If it should be argued that the stipulation could be interpreted either as a condition precedent only, or as both condition precedent and prescription, then we would hold: it appearing that the bond was executed in a form prepared by the surety company, any ambiguity in the document must be interpreted against it. 3 In the supposition, however, that the three-month time was actually intended by the parties as both a condition precedent and a limitation period, then the agreement would normally amount to: 45-days for filing claim and the other 45-days for presenting court action. Then the inquiry suggests itself whether 45-days would be a "reasonable period" ; because as stated above, the authorities permit the contracting parties to fix a shorter limitation-of-action-period than that fixed by the statute, provided it is reasonable. (See American Jurisprudence supra.)

In an action upon a policy of insurance fixing a three-month period of limitation, 4 this Court impliedly hinting some doubt concerning its reasonableness, did not pass on the point because unnecessary at that time. In a later case, a divided court declared it to be reasonable, following American precedents. (Teal Motor Co. v. Orient Insurance Co. 59 Phil., 809.) Subsequently, however, the Legislature amended the Insurance Law by providing that "any stipulation in any policy of insurance limiting the time for commencing an action thereunder to a period of less than one year from the time the cause of action accrues is void." (Sec. 61-A Insurance Act.) .

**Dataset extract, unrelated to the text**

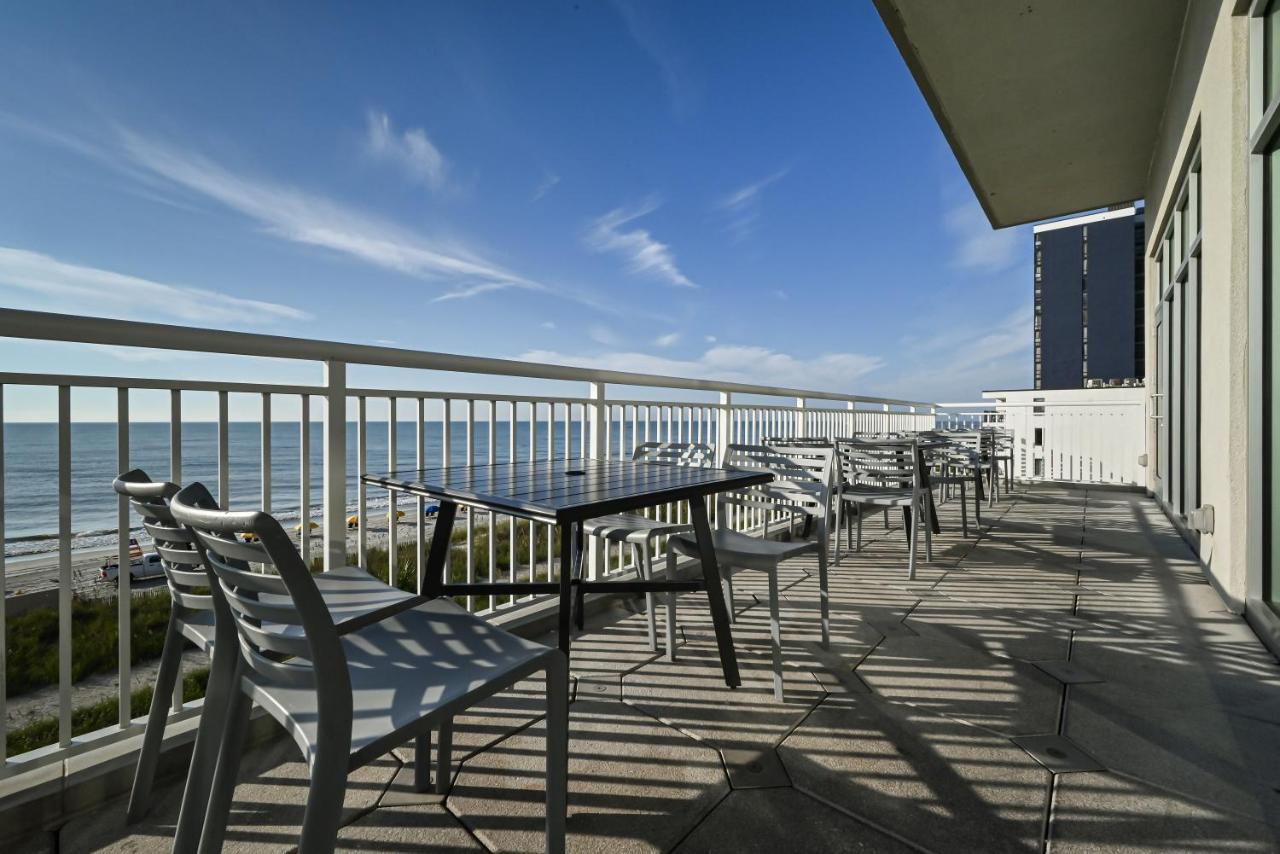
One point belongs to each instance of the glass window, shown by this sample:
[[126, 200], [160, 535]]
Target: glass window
[[1271, 53]]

A surety bond is not of course, an insurance policy. 5 There are similarities though, between bonding and insurance transactions; so much so that surety companies are placed under the supervision of the Insurance Commissioner. It would be an interesting matter to discuss whether the legislative view as to insurance policies (one-year minimum period) should also be applied to surety bonds issued by licensed surety companies, bearing in mind that in determining the reasonableness of the period fixed by contractual limitation courts "may resort to the standards and analogies of cognate statutes to inform their judgment." 6 This consideration all the more inclines us to the opinion that the bond here in question should receive the interpretation we give to it, namely, that the three-month period established only a condition precedent, — not a limitation of action. And in that light we must hold that inasmuch as plaintiff’s claim had been presented to General Indemnity Co., Inc., within the three-months period, and as the action had been subsequently filed within the statutory time of prescription, 7 the case should not have been dismissed.

Wherefore, the appealed decision is reversed, and judgment is hereby entered requiring the defendant General Indemnity Co., Inc., to pay plaintiff the sum of P2,282.00 with 7% interest from January 27, 1949. Costs against appellee in both instances. So ordered.

Paras, C.J., Padilla, Montemayor, Reyes, A., Bautista Angelo, Labrador, Concepcion, Reyes, J. B. L., Endencia and Felix, JJ., concur.


1. Which on further examination turns into such certainty as is attainable through judicial process.

2. Still more absurd if the claim is presented to the surety on the last minute of the last day; because the next minute it prescribes. Any interpretation of the contract which leads to an absurdity should be rejected, and that interpretation which is reasonable and just should be preferred. (Ferrer v. Ignacio, 39 Phil., 446.)

3. Art. 1288 Civil Code; Heacock v. Macondray, 42 Phil., 205.

4. Macias & Co. v. China Fire Ins. & Co. 46 Phil., 345, 346, 358.

5. Phil. Surety v. Royal Oil, 102 Phil., 326.

6. South & Central American Com. Co. v. Panama P. Co. 142 N. E. 666, 237 N. Y. 287.

7. Ten years, because the contract is written.